最近、公務員、大企業のサラリーマンなど、「なんでそんなことをするの」と言うような人が、盗み撮りや泥酔した際の暴行、痴漢などで現行犯逮捕されるケースが増えている印象がある。もちろん印象だけの話しで、データをとれば実は件数は減っているのかもしれないので断言はできない。が、微罪は発覚しないこともあるので、これだけマスメディアに登場する以上は、やはり社会全体で微罪の件数は増えているのではないかと思うのだな。

アメリカで発表された論文を随分前に何気に読んだことがある。ファイルは保存していないし、いまでもネットを検索すればかかってくるとは思うが、タイトルも著者名も忘れてしまった。残念なのだが、主な内容は再犯確率のデータ解析だった。

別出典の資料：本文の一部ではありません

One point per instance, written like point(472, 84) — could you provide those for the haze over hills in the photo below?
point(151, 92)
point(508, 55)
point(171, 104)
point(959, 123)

要旨の一つは、再犯確率に対して最も有意に効いている要因は「初犯時の年齢」であるようなのだ。たとえば30歳を超えて初めて犯行に及んだ場合、再犯確率はそれほど高くはない。しかし10代で何かの犯罪に加担した場合、ずっと後になって再び犯罪をおかす確率が極めて高いという結論だったかと覚えている。何となく思い浮かぶ要因としては、無職かどうかなどの経済状況、居住区域、教育水準、人種などが有力かと思われるが、初犯時年齢が決定的だという内容だったのでまだ記憶に残っている。

痴漢や盗撮で現行犯逮捕されている(形式的には)エリート達の過去を洗いざらい調べてみると、案外、少年時に万引きや嘘による隠蔽や、何らかの不正義な行動で得をしたり、自己保身に成功した経験があるのではないだろうか。ふとそんな点に思い当たったのだ。

☆ ☆ ☆

最近は、学校でも家庭でもいわゆる「体罰」は禁止される傾向にある。それはそれで正当であり、善いことには違いないのだ。しかし、その裏面で「ルールを破っても、大したことはない」、「やってしまえば得なんだ」と、不正な行動で自分が得をする誘因を強め、しかも弱いペナルティを徹底することで若いうちから成功体験を与えてしまう。そんな社会を構築しつつあるのであれば、長期的に社会秩序が風化していくことは間違いない。そうなってから厳罰社会に戻るのは国民を不幸にする。何が正しいかを学ぶ機会を幼いうちから提供するのが適切だと小生は思う。

引き返すなら今のうちである。

日本でも犯罪のデータ解析が必要である。ビッグデータ時代であれば、当然の発想だろう。